The interviewer appeared misled by an analogy O’Brien made about Britain’s decision to destroy a French Navy fleet in World War Two to avoid it falling into the hands of the Nazis. “They bombed that fleet!” the interviewer said.
In February 2022, Semafor partnered with a think tank that operates under the Chinese Communist Party’s (CCP) United Front Work Department (UFWD), the CCP's branch responsible for promoting Chinese influence and ideas overseas. O’Brien suggested that his comments were deliberately misinterpreted in the interest of creating Chinese propaganda, per CNA.

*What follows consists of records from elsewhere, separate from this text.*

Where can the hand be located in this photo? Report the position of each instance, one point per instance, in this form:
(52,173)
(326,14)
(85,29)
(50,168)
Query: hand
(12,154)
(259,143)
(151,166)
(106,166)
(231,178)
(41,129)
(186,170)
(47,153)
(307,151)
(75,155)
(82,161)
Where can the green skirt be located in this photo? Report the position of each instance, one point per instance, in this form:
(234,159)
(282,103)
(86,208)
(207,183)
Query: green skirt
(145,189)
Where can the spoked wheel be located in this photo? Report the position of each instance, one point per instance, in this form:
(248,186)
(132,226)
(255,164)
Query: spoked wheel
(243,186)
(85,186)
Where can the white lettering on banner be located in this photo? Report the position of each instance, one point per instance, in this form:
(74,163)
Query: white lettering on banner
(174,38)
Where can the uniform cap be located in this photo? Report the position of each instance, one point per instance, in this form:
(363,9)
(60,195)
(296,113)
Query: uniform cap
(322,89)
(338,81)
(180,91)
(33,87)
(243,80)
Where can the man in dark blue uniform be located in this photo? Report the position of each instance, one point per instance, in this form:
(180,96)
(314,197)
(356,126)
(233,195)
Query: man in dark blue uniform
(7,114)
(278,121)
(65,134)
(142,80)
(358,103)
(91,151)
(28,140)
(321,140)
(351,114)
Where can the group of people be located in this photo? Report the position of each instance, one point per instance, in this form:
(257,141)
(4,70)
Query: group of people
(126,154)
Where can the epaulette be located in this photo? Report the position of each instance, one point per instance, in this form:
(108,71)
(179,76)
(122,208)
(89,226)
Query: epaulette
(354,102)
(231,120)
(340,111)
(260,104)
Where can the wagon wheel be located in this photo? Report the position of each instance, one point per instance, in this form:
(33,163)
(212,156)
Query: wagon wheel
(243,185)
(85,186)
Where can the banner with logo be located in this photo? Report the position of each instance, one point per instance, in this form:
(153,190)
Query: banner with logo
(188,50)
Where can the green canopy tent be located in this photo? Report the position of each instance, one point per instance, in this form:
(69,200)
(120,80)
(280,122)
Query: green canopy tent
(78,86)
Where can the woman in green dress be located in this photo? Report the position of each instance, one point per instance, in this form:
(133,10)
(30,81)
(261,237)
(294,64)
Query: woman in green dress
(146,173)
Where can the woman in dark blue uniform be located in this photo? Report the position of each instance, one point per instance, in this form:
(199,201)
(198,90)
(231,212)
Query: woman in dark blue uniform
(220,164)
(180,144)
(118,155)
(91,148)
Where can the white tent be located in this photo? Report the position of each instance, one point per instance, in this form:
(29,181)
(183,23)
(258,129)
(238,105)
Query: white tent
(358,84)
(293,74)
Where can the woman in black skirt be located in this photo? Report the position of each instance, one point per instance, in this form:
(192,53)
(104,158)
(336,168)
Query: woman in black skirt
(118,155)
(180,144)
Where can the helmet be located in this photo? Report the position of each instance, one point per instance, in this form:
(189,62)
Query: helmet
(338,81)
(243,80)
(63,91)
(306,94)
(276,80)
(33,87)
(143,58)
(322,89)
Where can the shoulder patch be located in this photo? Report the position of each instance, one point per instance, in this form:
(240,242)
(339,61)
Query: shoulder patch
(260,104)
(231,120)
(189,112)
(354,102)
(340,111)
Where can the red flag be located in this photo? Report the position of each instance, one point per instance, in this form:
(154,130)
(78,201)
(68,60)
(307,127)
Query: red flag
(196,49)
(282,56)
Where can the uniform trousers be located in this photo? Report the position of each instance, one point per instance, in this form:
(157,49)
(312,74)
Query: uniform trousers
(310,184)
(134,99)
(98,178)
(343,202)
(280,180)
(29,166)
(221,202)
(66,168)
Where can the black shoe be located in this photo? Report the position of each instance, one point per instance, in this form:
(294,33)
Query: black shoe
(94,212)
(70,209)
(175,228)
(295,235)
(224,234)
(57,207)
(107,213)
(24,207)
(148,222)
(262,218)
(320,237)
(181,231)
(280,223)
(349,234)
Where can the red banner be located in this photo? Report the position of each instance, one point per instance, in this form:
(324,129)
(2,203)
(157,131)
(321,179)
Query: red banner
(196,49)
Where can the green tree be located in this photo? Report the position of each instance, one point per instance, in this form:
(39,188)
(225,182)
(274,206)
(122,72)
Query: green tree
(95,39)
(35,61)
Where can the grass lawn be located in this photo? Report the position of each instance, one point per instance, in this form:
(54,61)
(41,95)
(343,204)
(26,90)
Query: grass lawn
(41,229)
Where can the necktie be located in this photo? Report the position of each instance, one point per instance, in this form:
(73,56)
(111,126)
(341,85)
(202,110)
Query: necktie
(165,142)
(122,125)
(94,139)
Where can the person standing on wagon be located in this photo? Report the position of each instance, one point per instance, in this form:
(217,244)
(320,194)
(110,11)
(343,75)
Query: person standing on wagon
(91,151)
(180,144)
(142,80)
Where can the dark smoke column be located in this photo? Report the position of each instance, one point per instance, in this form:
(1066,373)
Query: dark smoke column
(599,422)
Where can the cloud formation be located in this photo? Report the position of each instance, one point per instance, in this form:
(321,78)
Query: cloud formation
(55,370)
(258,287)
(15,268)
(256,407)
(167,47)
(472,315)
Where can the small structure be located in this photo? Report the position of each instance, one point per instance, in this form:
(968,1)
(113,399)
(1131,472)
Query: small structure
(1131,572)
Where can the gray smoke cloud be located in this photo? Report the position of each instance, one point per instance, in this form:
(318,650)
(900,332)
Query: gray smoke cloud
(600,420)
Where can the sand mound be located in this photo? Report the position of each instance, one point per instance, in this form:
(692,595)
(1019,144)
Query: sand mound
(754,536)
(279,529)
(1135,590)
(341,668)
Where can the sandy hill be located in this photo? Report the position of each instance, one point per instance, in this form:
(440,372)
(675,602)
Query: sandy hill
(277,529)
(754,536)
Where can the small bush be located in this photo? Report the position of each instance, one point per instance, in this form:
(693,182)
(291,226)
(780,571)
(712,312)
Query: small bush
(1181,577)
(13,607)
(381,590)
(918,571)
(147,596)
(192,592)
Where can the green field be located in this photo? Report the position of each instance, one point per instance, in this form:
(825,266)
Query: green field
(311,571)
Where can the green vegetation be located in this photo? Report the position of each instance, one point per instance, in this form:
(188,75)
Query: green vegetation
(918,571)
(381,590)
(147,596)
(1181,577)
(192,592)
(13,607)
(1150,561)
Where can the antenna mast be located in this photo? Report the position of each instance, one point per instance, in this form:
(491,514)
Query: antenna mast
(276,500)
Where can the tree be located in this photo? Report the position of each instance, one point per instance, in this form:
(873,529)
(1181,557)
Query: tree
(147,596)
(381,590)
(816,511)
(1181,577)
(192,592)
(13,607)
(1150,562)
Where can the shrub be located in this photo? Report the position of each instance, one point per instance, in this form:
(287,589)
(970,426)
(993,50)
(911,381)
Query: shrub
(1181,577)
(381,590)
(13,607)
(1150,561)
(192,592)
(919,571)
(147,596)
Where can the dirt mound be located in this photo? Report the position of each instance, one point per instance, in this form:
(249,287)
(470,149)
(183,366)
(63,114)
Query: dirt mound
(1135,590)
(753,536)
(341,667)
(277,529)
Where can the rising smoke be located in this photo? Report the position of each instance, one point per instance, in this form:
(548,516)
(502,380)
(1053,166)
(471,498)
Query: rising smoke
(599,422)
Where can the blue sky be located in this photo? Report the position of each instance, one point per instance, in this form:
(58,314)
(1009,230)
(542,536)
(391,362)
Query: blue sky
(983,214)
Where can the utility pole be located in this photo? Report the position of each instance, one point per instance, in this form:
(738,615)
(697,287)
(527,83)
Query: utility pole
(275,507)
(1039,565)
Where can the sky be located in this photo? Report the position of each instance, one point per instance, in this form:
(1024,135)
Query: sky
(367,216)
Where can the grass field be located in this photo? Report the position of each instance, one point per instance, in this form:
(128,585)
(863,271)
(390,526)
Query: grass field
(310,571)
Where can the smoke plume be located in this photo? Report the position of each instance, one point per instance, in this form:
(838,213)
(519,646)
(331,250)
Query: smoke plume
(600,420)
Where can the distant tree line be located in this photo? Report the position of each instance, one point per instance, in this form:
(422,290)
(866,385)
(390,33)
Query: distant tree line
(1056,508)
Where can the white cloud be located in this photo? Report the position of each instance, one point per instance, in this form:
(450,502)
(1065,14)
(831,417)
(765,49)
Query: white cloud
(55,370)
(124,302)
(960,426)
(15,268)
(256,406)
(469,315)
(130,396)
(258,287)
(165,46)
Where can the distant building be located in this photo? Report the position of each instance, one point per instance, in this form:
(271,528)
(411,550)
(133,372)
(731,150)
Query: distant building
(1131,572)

He revealed, "The only people that will destroy Taiwan in an invasion are Communist China, and anyone who says that the U.S. is somehow going to destroy Taiwan or attack Taiwan, that's propaganda and misinformation from the Chinese Communist Party.”
While O’Brien denied the U.S. would destroy TSMC, a report published by the U.S. Army War College in 2021 recommended destruction as a course of action. “The United States and Taiwan should lay plans for a targeted 'scorched-earth' strategy that would render Taiwan not just unattractive if ever seized by force, but positively costly to maintain,” the authors said.
The report claimed, “This could be done most effectively by threatening to destroy facilities belonging to the Taiwan Semiconductor Manufacturing Company." The report received negative reception in Taiwan and abroad, and critics quickly pointed out that publicizing such a strategy would be an “enormous boon” to the CCP’s UFWD.
O’Brien said that Taiwan needs to buy more U.S. weapons and manufacture more defense equipment. Taiwan currently has a backlog of around US$19 billion (NT$589 billion) in U.S. arms purchases, since most weapons are being sent to Ukraine.
"My position is that we should give the same priority to Taiwan that we're giving to Ukraine," O‘Brien said. “Ukraine is already in a war …but for Taiwan, we have to deter a war."